Canadian gas prices “have just been terribly depressed,” Goehring said. “But what’s so interesting about that is that even with depressed gas prices, the Canadian gas players are making money.”
A long-sought Pacific LNG export operation—LNG Canada—may come to fruition as Shell and its partners announced plans to move ahead with a project based at Kitimat, British Columbia, 400 miles north of Vancouver. It could sell significant volumes of gas to Asia. The seaport in northern British Columbia would enjoy the shortest trans-Pacific route to China, South Korea and Japan—half the distance from the U.S. Gulf Coast and without pricey Panama Canal tolls. But the seaport is remote and would require building hundreds of miles of pipeline from Dawson Creek, British Columbia, across the heavily forested Rockies.
The project has customer support. Tokyo Gas announced in October a 13-year agreement to take 14 million tonnes per annum from the project.

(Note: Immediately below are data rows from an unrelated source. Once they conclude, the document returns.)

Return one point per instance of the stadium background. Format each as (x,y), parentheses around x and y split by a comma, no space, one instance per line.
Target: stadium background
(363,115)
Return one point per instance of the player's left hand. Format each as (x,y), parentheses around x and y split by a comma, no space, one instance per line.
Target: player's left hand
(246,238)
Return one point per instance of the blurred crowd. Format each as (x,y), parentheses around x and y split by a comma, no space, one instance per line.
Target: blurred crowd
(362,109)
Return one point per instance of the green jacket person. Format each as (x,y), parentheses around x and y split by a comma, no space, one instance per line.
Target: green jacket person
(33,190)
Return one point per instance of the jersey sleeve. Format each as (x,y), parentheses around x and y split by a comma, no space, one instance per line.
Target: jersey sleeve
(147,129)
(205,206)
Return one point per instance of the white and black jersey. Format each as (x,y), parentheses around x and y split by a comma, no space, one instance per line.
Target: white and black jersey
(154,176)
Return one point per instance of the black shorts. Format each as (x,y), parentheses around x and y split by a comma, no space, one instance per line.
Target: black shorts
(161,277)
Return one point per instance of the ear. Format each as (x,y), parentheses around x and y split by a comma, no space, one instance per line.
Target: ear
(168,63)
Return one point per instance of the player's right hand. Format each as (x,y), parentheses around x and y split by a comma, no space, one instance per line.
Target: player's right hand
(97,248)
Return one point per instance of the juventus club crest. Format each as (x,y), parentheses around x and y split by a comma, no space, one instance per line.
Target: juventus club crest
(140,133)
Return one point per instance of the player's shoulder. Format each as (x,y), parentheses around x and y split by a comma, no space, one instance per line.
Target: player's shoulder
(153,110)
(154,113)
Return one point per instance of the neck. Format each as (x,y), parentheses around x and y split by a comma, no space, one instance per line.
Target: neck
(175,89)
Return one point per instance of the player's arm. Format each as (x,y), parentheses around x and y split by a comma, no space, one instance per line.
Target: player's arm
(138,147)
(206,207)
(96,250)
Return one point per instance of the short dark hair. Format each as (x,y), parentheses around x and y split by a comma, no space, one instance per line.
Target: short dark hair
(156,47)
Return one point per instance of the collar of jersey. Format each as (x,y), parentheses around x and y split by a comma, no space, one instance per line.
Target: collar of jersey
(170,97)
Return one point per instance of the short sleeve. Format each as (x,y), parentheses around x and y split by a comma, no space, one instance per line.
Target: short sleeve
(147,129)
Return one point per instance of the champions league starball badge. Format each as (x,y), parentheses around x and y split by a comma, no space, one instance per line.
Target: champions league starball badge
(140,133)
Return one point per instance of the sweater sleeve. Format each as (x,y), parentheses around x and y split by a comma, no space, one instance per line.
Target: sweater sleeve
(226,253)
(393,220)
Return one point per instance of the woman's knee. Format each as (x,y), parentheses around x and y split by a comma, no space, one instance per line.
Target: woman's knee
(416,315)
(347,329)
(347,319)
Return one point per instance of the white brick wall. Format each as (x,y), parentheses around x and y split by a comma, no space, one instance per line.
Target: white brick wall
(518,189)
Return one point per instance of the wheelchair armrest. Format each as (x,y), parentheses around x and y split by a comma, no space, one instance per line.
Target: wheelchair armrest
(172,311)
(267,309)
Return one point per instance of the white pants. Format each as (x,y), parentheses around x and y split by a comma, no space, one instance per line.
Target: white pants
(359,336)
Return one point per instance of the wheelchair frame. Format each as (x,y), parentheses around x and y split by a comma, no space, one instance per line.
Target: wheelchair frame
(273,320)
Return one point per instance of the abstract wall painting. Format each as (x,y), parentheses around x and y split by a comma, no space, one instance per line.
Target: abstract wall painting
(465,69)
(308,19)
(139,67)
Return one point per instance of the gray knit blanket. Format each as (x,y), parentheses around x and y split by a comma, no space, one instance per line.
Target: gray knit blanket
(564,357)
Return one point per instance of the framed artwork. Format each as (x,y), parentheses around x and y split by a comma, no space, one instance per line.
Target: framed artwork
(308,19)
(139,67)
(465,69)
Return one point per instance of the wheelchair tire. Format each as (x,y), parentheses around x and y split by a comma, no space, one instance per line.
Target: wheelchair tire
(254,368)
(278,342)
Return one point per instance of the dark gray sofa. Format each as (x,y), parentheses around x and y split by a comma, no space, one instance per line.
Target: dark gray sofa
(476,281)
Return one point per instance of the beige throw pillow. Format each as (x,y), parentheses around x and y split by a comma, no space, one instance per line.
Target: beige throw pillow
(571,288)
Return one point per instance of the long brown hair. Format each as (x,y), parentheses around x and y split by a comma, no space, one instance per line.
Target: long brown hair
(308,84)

IP would draw about 1.8 Bcf/d of gas, but the plant would not go onstream until 2022 at the earliest. RBN noted in a late-October report that the project “won’t come online until 2023—an eternity for producers in the region’s Montney and Duvernay shale plays, who through much of 2018 have endured profit-crushing price discounts for their gas relative to Henry Hub.”
It would be a big ticket: Cost would be CA$40 billion (US$31 billion).
If—and when—Kitimat goes onstream, it will help redraw North America’s gas flow map, RBN added. “The challenges that [western Canadian] producers have faced in the intervening years as production growth in the Marcellus/Utica, the Permian and other U.S. plays squeezed them out of their traditional markets (the Northeast, the Midwest, Eastern Canada, etc.)” are major, it said.
Indeed, “The Montney is an impressive play and has tremendous potential,” Goehring noted.
The proposal has drawn bitter opposition from British Columbia’s government and environmental groups. But if the project comes off—and that remains if—it will not impact North American gas demand for years, Goehring said. Two proposed LNG facilities in Quebec are also in consideration, “but again, we’re talking years and years to go,” he added, “a minimum of 2025 or something like that.” If built, they would create a new market for Marcellus and Utica gas.
And it may not happen even with the current support, Curtis cautioned. “If they’re getting that built, that would be really positive for potentially moving gas up through the Northwest. Any North American LNG exports I think are positive. I don't think that hurts the U.S. in any capacity because they probably would just open up avenues for more U.S. gas to get into Canada.”
“I would hope that we would be able to expand natural gas exports to Canada, probably through existing systems we have that cross the border from the Northeast,” Curtis said. “But if we really think of where we put this natural gas, and if we have a slow build for LNG exports—and particularly if we have issues with sending those exports to China—we really need to be pushing into Canada.
“I think the problem is when you look at the slated capacity for LNG, and you look at the exports, it's a slow ramp-up and it's not going to be the savior everybody's thinking,” she added. “I would assume that’s as it should be, But it doesn't mean that’s actually going to happen, but it should be something thought about pretty seriously. I do think there are serious ramifications for things going on with China, which could in fact be the export market for both crude products and LNG.”